Second is the assumption that governments cannot afford to provide for care needs, especially given an aging population. Since 1995 Canadian governments have consistently spent less than the average of OECD (world’s wealthy) countries on social services. While Canada used to be one of the leaders in public expenditures on people, it is now a laggard. Social spending in Canada is now 2% less than the average of all wealthy countries. This is a large difference, amounting to $46 billion a year more that could be spent on social services if Canada even reached the average OECD expenditure rate.
Clearly there can be enough money when it is considered necessary, as the spending in response to COVID-19 and earlier economic crises demonstrates. How much we spend is a matter of values. Not spending on care issues is both morally wrong and damaging to the economy.
Third is the assumption that care work can be undertaken either by unpaid work in the home, mostly done by women, or by paid workers, also mostly women who are largely an underpaid labour force that relies disproportionately on recent immigrants, migrant workers, and racialized women. Traditionally associated with women, much of care work is also assumed to require little skill and thus little formal education, which in turns justifies poor financial compensation and poor working conditions.
While care workers, both paid and unpaid, have been heroic during the pandemic, and lauded for their work, several issues need to be understood. A significant one is that the conditions of work simply do not attract enough workers. Among other things, this underlines the need for access to status for migrants who perform much of care workand are more exposed to exploitation. Another is that unpaid work simply cannot take up the slack, even if there are relatives and friends willing to do so. The crisis in care has reached such dramatic proportions that governments need to provide more than temporary fixes. They need to immediately increase both the quantity and quality of paid work,and ensure that these workers are appropriately trained and compensated. Altogether people and governments need to act on the pandemic-revealed recognition that the conditions of work are the conditions of care.
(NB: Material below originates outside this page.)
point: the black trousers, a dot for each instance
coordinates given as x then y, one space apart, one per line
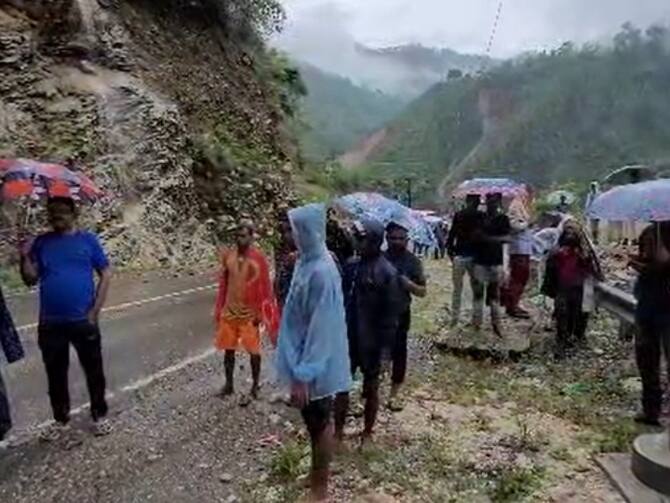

Planning for a post-pandemic recovery needs to build resilience in the economy so that insights gained from the pandemic are not lost when vaccines are widespread and the present crisis diminishes. In care homes, for example, declining death rates in the wake of vaccines do not mean the sector is safe for those who live, work and visit in them. Radically improved care is crucial for families supporting those needing special care, and for people who need distinct services. This is the critically urgent case for Indigenous communities, migrants, people with disabilities, and those with addictions. Governments must act to act to support young people whose care and education have suffered during COVID-19, and to support parents struggling to find affordable, quality care for their children. The future requires access to high quality educational and training opportunities, from early learning and childcare to post-secondary education and skills upgrading.
For the past year, our governments emphasized that we are all in this together. We would add that to get out of this together we must care for each other. We need federal leadership to carry these hard-earned pandemic lessons into a recovery by investing in a Care Economy that supports both those who need and those who provide care.